Sending a POST /v1/actions/restart-process would be the only workaround for my app. Otherwise this is gonna be impossible with the actual version of the icinga api.

[2019-02-19 15:59:11 +0000] information/HttpServerConnection: Request: POST /v1/actions/restart-process (from [172.19.0.1]:50396), user: icinga2-director)
[2019-02-19 15:59:11 +0000] information/HttpServerConnection: HTTP client disconnected (from [172.19.0.1]:50396)
[2019-02-19 15:59:12 +0000] information/Application: Got reload command: Starting new instance.
[2019-02-19 15:59:12 +0000] information/Application: Reload requested, letting new process take over.
[2019-02-19 15:59:12 +0000] information/ApiListener: 'api' stopped.
[2019-02-19 15:59:12 +0000] information/CheckerComponent: 'checker' stopped.
[2019-02-19 15:59:12 +0000] information/CompatLogger: 'compatlog' stopped.
[2019-02-19 15:59:12 +0000] information/ExternalCommandListener: 'command' stopped.
[2019-02-19 15:59:13 +0000] information/FileLogger: 'main-log' started.
[2019-02-19 15:59:13 +0000] information/ApiListener: 'api' started.
[2019-02-19 15:59:13 +0000] information/ApiListener: Copying 2 zone configuration files for zone 'director-global' to '/var/lib/icinga2/api/zones/director-global'.
[2019-02-19 15:59:13 +0000] information/ApiListener: Applying configuration file update for path '/var/lib/icinga2/api/zones/director-global' (0 Bytes). Received timestamp '2019-02-19 15:59:13 +0000' (1550591953.329891), Current timestamp '2019-02-19 15:52:47 +0000' (1550591567.355288).
[2019-02-19 15:59:13 +0000] information/ApiListener: Copying 1 zone configuration files for zone 'master' to '/var/lib/icinga2/api/zones/master'.
[2019-02-19 15:59:13 +0000] information/ApiListener: Applying configuration file update for path '/var/lib/icinga2/api/zones/master' (0 Bytes). Received timestamp '2019-02-19 15:59:13 +0000' (1550591953.330238), Current timestamp '2019-02-19 15:52:47 +0000' (1550591567.355010).
[2019-02-19 15:59:13 +0000] information/ApiListener: Started new listener on '[0.0.0.0]:5665'
[2019-02-19 15:59:13 +0000] information/ExternalCommandListener: 'command' started.
[2019-02-19 15:59:13 +0000] information/GraphiteWriter: 'graphite' started.
[2019-02-19 15:59:13 +0000] information/LivestatusListener: 'livestatus' started.
[2019-02-19 15:59:13 +0000] information/LivestatusListener: Created UNIX socket in '/run/icinga2/cmd/livestatus'.
[2019-02-19 15:59:13 +0000] information/CheckerComponent: 'checker' started.
[2019-02-19 15:59:13 +0000] information/NotificationComponent: 'notification' started.
[2019-02-19 15:59:13 +0000] information/DbConnection: 'ido-mysql' started.
[2019-02-19 15:59:13 +0000] information/CompatLogger: 'compatlog' started.
dnsmichi commented 5 years ago

"Cannot create object 'test10'. Configuration file '/var/lib/icinga2/api/packages/_api//conf.d/servicegroups/test10.conf' already exists."

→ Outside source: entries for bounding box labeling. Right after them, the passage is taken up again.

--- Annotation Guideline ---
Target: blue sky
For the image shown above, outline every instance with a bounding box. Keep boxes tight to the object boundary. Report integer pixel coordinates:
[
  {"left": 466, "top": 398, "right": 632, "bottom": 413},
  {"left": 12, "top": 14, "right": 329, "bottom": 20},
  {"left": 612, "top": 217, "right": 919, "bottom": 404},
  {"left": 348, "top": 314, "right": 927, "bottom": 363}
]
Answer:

It misses the stage name after _api/, so highly likely the API package got broken somehow in the process of restarting.

raffis commented 5 years ago

"Cannot create object 'test10'. Configuration file '/var/lib/icinga2/api/packages/_api//conf.d/servicegroups/test10.conf' already exists."

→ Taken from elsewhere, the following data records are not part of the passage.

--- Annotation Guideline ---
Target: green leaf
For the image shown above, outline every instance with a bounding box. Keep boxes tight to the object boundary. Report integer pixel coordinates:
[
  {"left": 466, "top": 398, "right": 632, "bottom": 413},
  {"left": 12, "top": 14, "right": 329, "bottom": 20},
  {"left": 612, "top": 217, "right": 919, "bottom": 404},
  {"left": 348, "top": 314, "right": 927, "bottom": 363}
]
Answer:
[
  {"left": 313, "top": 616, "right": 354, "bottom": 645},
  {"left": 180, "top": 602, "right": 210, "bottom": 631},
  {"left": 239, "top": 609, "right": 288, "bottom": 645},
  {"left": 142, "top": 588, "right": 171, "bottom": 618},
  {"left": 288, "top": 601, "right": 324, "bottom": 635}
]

It misses the stage name after _api/, so highly likely the API package got broken somehow in the process of restarting.

Argh my fault, I have removed content in /var/lib/icinga2/api/packages/_api manually during debuging and just noticed that files like active-stage.conf, active.conf were missing after restart. But if I create new objects via the api those get created in conf.d folder directly in _api, /var/lib/icinga2/api/packages/_api/conf.d/xxxx. And after restart the service the added services are gone again (But files still there).

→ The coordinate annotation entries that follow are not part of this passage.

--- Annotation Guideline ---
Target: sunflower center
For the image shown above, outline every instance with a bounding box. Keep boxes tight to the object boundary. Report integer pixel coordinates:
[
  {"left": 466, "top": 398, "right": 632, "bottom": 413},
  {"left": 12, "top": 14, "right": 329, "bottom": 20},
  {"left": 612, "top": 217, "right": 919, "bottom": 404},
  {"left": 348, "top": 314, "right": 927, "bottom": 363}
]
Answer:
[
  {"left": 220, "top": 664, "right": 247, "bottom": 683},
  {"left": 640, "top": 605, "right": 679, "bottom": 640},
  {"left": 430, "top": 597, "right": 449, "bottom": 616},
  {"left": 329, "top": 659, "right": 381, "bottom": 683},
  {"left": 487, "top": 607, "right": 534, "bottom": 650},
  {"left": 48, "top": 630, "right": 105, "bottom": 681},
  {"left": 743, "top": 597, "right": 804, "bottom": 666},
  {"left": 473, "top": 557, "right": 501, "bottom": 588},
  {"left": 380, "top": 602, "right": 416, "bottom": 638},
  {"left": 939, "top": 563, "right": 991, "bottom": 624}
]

Maybe a check for that would be helpful (or a log entry somewhere that the stage folder is gone or not active.) Probably the api should respond with a 500 error and not accepting new objects in the first place.

dnsmichi commented 5 years ago

I've created #6959 as follow-up. I just don't have the time to code any further here, maybe you'd like to catch up on this.

raffis commented 5 years ago

I've created #6959 as follow-up. I just don't have the time to code any further here, maybe you'd like to catch up on this.

:+1:, yes as soon as I have some spare time.

dnsmichi commented 4 years ago

Will be superseded with IcingaDB, the old tracking for the IDO is #6012.